14/10/1991
Mes jambes flageolent. Entre la fatigue et l’émotion, cela a été une rude épreuve. L’impression d’être bourré de coton des pieds à la tête, surtout à la tête. Je n’ose pas imaginer pour elle, avec le boulot et la douleur en plus. Je serre doucement ses épaules, un gros câlin, un pas sur le côté et je me penche vers lui. Il est là, enfin, posé sur son ventre, la tête tournée vers moi. Petite grenouille sanguinolente aux yeux globuleux. Une merveille.
- Greumeblenememgreucordon ?
- Pardon ?
- Voulez-vous couper le cordon ?
- Heuuu… oui.
On me donne une paire de gros ciseaux à bouts ronds, comme à la maternelle. Je jette un œil sur les mains du toubib dont les doigts me tendent une section de tube sanguinolent. Encore un regard vers le bébé. Les bras écartés, il embrasse le ventre de sa Maman, une oreille posée contre sa peau, à l’écoute de son cœur. Je comprends la perte qu’il vient de subir, le besoin de prolonger ce contact, l’envie de revenir là, tout dedans, bien au chaud. Je me décide enfin et appuie sur les ciseaux, le cri me fait sursauter.
- Héé, le cordon, pas mon doigt !
- Oh, pardon.
Penaud, je corrige la trajectoire et je coupe. Curieuse sensation, j’imaginais quelque chose de souple, genre caoutchouc, au contraire, c’est dur, il me faut forcer pour sectionner ce qui ressemble à un… cou de poulet. Pas très agréable. C’est fait.
Je peux me concentrer sur le bébé et sa Maman… pas longtemps.
- Vous voulez lui donner le bain ?
- Euh… Euh... oui, bien sûr.
Je fais tout mon possible pour ne pas ressembler aux précédentes générations de pères.
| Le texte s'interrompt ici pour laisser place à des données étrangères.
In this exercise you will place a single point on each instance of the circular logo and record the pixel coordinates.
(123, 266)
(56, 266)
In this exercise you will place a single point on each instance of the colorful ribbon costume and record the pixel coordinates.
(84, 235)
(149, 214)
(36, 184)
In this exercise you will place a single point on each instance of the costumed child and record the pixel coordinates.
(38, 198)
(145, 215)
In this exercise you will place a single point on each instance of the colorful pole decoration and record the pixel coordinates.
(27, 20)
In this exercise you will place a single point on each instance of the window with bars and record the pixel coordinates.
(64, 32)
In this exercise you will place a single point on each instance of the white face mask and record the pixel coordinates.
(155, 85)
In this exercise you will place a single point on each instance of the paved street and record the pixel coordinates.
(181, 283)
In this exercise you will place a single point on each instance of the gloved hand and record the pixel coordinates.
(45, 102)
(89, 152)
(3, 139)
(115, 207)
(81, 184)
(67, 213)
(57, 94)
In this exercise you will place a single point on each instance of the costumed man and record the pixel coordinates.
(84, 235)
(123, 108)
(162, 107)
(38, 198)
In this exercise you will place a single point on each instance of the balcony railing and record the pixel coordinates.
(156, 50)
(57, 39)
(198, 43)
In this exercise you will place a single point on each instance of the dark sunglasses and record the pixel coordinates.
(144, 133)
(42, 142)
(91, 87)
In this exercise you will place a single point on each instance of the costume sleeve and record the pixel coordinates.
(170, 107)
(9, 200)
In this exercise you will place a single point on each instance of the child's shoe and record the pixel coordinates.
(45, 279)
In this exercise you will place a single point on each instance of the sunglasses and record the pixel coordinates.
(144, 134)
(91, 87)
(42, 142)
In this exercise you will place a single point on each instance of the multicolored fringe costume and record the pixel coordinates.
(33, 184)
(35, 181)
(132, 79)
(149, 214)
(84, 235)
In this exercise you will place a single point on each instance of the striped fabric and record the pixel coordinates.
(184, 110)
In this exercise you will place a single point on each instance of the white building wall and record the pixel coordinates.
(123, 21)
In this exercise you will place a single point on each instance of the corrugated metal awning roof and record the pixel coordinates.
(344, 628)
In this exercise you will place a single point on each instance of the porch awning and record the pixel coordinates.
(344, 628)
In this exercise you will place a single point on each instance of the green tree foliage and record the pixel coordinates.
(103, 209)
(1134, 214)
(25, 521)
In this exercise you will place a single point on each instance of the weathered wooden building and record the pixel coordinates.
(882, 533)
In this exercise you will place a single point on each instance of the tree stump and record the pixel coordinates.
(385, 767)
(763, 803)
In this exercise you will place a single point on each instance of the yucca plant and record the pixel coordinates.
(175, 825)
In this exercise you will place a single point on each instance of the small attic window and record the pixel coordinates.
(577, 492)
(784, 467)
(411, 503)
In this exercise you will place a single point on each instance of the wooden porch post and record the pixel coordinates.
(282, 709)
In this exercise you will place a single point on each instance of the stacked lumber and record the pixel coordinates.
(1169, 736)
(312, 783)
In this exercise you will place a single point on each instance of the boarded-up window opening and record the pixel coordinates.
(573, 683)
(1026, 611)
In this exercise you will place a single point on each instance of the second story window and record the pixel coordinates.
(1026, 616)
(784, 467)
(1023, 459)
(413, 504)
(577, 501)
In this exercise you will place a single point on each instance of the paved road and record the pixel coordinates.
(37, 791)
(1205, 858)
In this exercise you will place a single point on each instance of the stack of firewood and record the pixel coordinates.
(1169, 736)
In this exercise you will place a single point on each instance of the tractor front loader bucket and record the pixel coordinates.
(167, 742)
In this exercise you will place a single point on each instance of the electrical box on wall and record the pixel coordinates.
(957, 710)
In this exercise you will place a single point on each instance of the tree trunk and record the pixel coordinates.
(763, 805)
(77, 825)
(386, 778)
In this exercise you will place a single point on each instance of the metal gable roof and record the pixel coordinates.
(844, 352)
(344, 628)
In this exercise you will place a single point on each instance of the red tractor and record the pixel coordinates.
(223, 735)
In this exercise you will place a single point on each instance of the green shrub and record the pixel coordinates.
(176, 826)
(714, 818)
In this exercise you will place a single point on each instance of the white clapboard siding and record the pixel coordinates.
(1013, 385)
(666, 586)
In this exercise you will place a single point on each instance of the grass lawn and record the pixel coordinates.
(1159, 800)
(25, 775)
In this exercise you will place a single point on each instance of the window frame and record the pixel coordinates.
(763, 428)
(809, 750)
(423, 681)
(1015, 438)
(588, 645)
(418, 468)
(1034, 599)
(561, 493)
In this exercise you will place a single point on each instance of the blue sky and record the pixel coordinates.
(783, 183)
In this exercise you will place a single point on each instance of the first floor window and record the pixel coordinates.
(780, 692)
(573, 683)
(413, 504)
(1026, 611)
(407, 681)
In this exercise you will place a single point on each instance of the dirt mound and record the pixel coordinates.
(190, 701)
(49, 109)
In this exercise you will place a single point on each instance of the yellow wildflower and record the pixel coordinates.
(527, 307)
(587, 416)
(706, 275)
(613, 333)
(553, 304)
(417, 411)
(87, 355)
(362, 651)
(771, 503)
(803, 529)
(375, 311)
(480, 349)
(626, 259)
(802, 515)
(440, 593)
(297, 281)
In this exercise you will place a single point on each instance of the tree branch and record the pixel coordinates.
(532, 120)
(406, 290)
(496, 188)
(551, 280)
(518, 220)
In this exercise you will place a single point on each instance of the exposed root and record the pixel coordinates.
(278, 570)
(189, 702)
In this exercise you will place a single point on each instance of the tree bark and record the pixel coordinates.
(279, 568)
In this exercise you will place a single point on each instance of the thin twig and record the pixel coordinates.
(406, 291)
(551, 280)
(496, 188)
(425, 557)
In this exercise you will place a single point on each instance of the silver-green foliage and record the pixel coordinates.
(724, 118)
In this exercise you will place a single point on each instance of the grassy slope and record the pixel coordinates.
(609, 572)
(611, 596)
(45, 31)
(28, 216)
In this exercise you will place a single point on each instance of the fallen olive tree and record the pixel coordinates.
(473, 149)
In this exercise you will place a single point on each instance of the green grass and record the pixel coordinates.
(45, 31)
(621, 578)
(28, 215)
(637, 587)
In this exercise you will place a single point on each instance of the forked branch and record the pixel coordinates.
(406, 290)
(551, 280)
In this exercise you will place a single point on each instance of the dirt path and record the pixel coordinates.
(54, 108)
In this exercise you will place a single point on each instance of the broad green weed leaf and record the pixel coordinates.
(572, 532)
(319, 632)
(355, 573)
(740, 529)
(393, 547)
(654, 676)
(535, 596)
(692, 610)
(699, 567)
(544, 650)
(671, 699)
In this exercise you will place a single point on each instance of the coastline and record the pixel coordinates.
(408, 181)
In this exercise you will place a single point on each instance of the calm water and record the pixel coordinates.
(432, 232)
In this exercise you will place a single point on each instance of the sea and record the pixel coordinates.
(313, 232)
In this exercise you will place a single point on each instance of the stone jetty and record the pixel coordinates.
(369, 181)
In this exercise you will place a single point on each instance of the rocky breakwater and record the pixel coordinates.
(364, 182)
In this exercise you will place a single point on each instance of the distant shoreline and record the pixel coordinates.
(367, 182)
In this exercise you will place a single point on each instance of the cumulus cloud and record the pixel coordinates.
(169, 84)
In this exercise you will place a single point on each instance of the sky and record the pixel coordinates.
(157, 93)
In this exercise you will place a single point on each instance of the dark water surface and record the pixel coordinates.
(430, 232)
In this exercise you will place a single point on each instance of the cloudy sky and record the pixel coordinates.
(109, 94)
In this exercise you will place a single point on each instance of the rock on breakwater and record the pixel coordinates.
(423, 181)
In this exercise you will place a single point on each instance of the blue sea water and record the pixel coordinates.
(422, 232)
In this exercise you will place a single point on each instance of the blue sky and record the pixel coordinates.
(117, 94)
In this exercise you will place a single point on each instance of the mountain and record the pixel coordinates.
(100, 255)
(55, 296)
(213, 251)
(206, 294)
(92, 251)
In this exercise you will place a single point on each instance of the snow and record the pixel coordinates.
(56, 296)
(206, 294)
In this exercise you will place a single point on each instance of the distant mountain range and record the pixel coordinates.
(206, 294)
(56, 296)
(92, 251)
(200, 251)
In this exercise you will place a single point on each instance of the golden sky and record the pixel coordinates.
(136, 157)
Atrophiés de l’affection par une éducation patriarcale, ils ont tendance à tenir les bébés du bout des doigts, comme une bombe prête à exploser… Rude épreuve. Cela ne pèse rien, c’est tout petit, c’est tout vivant et ça n’a pas l’air bien solide.
À voir le sourire de la puéricultrice, restée juste à côté, sur ses gardes tout du long, je m’en suis bien sorti. Elle reprend le bébé et m’explique qu’elle doit aller le peser, lui mettre une bande sur le nombril, le maquiller et plein d’autres trucs encore...
Avant qu’elle disparaisse dans une autre pièce, je me faufile façon égyptien de bas-relief dans l’entrebâillement de la porte. Elle se retourne et sursaute en me voyant juste derrière elle.
- Euh… vous… vous pouvez venir aussi, si vous le désirez ?
La bonne blague, tu crois pas que tu vas emmener mon fils quelque part sans que je garde un œil sur lui… non mais des fois, par hasard, puis quoi aussi, hein ?!
De retour dans la salle d’accouchement, je le pose dans les bras de sa Maman. Cinq minutes plus tard, une infirmière entre dans la pièce. Elle nous annonce qu’il n’y a plus de place en chambres, on va devoir passer la nuit là. Je regarde le lit, immense, à côté la baignoire, énorme, la fresque florale décorant le mur du fond. Maintenant que le monitoring est parti sur son petit chariot en inox, la chambre prend des allures d’hôtel de luxe. Je m’allonge de l’autre côté du bébé. Nous sommes enfin tranquilles, deux parents en contemplation, béats.
Pour que la scène soit complète, manque plus qu’un âne et une vache au pied du lit.